I wished I could offer her tea. You don’t think about it, but all those little fusses we make over company have their purposes. They give us something to do with our hands and our anxiousness until everybody settles in and starts having fun. It’s probably why the men who come into Madame’s spend so much money at the bar. Even though they gotta know — the savvy ones, anyway — that we girls is drinking soda water or cold tea. But it gives everybody something to do with their hands.
“I want company, too,” I admitted. It was on my lips to say, In kind of particular, I want your company, but all I could see was her jumping up and scooting for the door. When people have only lured you close to hit you or throw a rope over your head before, it’s hard to learn to trust the ones who aren’t going to.
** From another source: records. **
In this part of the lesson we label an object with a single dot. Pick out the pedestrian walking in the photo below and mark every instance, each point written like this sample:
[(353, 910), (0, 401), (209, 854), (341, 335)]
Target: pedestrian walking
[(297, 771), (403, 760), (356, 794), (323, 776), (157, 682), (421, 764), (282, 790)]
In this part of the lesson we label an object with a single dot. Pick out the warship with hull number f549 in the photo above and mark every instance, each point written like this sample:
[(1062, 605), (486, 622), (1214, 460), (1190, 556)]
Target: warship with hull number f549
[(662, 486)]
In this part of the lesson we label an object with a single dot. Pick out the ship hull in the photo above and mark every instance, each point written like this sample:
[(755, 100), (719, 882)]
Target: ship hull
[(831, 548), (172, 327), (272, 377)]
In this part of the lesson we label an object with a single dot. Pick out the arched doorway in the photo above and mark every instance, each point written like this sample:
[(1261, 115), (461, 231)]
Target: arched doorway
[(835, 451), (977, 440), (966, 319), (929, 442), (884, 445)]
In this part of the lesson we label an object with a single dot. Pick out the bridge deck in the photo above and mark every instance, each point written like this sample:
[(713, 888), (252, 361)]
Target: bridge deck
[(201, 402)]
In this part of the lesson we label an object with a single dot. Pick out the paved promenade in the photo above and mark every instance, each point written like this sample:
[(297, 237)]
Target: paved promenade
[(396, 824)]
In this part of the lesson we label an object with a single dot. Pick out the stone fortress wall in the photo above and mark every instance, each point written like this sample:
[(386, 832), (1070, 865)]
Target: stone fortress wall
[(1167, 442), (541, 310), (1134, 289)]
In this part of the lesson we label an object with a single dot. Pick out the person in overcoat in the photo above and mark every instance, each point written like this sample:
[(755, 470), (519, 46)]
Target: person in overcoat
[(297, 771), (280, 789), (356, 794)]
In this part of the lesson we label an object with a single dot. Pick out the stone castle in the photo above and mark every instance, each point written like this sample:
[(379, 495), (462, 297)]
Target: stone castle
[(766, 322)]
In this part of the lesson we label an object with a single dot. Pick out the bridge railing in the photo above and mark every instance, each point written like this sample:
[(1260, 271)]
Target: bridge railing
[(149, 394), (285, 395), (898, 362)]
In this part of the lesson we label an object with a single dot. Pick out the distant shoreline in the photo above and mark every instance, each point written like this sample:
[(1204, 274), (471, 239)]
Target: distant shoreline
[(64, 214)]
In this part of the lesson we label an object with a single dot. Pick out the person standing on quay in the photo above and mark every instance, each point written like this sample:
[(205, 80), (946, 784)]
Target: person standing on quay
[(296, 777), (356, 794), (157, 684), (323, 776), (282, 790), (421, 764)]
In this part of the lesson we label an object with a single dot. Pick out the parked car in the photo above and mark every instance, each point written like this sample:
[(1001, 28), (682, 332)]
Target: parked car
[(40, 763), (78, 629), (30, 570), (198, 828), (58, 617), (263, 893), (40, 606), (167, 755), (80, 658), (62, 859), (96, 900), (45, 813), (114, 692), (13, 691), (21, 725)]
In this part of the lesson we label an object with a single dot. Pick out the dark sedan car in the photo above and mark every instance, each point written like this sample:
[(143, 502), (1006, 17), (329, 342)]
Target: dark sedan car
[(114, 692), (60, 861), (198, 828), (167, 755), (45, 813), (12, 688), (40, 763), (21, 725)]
Hell, it’s hard to learn to even know which is which.
So I just sat there like an idiot, watching the most beautiful person I’d ever seen huddled up on my bed, and I didn’t put an arm around her.
She pulled her hands out of her armpits and twisted them together, all pale with the chill. She had the most elegant fingers — tapered, like a lady’s, even with her nails kept cropped for the domestic work she was doing. Mine were blunt and plump, though I grew my nails out to make them look more genteel.
Looking at them, not at me, Priya said, “Karen, have you ever thought about leaving here? About what you might want to do after?”
“Are…” … you asking me to come with you? It died on my lips. It was too much to hope, and it would give too much away.
She waited patiently, still not raising her head.
“I have,” she said when I was quiet too long.
“Me too,” I answered. “I’m saving. I want a stable someday, a horse ranch. A breeding operation. Sell good cow ponies, and maybe break ’em for folks.”
“Oh,” she said.
She didn’t sound disappointed so much as concerned, so I hurried to say, “You would always be welcome. I … I’d build you a machine shop, and you could fixit while I wrangled, and you could cook and I could sew. And, and we could each read to the other while we did it.”
It was about the prettiest dream I’d ever put to words, and no mistaking. I held my breath while I waited to see if she was going to shoot it down.
She said, “I don’t know anything about horses. My family had cattle and sheep … but the cattle weren’t for eating. We don’t eat cows at home. They’re for milk and cheese and ghee.”
I didn’t know what ghee was and made a note to ask her. But it seemed more important to say, “I know all about horses. I practically grew up on one. I could teach you, especially if you know cattle. If you’re not afraid.”